If you need to sum values in a Word spreadsheet, you can do so without breaking the calculator, or entering and then copying the data in Excel. Word can do simple calculations like summing, multiplying, and averaging.
Let's say you have a table that resembles the following. You sold the units and the unit costs, and you want to multiply them to get a total.
Begin by inserting the insertion point into the empty top cell in the Sum column.
Next, go to the new Layout tab, which appears at the right end of the Ribbon (there is a separate tab-only Layout tab), and click the Formula button.
In this example, multiply the value in the Units column by the value in the Unit Cost column.
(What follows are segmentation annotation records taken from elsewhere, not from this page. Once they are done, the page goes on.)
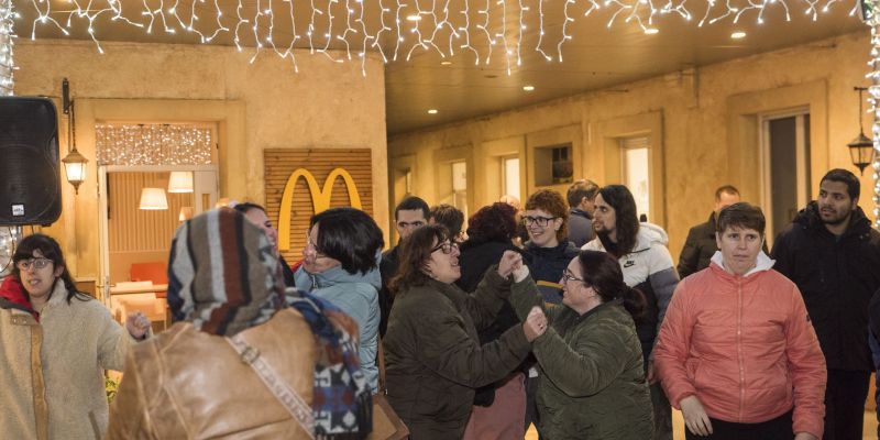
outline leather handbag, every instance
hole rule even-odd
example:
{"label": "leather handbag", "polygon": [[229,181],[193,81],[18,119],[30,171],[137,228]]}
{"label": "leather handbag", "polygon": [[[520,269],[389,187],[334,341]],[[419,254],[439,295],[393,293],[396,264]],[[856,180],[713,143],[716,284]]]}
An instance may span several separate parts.
{"label": "leather handbag", "polygon": [[397,417],[397,413],[385,398],[385,352],[378,340],[378,393],[373,395],[373,432],[367,440],[404,440],[409,438],[409,428]]}

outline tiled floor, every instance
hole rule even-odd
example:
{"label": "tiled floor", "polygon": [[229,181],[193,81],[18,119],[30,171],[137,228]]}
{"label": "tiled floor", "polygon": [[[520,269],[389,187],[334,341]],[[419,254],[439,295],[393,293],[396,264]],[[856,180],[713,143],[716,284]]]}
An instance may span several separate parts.
{"label": "tiled floor", "polygon": [[[529,427],[526,432],[526,440],[538,440],[538,432],[535,427]],[[864,440],[877,439],[877,415],[875,413],[865,413],[865,429],[862,430]],[[684,421],[681,418],[681,413],[672,410],[672,438],[674,440],[684,440]]]}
To do this, type the following in the Formula field to multiply the values in the two cells to the left of the current cell:
= PRODUCT (LEFT)
Select an option from the Number Format drop-down list, to specify the format for the result of the formula.
Click "OK" to apply the settings and paste the formula into the cell.
The result of the formula indicates in the cell.
Unfortunately, you can not use Word to select a set of cells at once and create a formula for all the cells in a cell step, so you need to perform these steps in each of the other cells in the "Total" column.
When finished, you have a fully formed table.
This technique works just as well for columns as it does for rows. For example, suppose we wanted to add all the values in the Total column to get the total revenue.
Place your insertion point in an empty cell at the bottom of the "Total" column (add an extra row if you need to). Go to the "Layout" tab and click on the "Formula" button again.
This time we use the following formula:
= SUM (ABOVE)
The "ABOVE" parameter instructs Word to add all values above the current cell.
Select a suitable number format and click "OK".
The sum of all values in the Total column is displayed in the cell.
Note: When you add new rows or value columns to a table in Word, the formulas you use are not automatically updated. To update a formula, right-click the formula and choose Update Field from the pop-up menu.
When it comes to managing data in spreadsheets, Word is far from the power of Excel. For small tables like these, it's fine you do not expect the values to change dramatically, and you do not have to display your data in different ways. If you need more features, it is much better if you insert a real Excel spreadsheet into your Word document.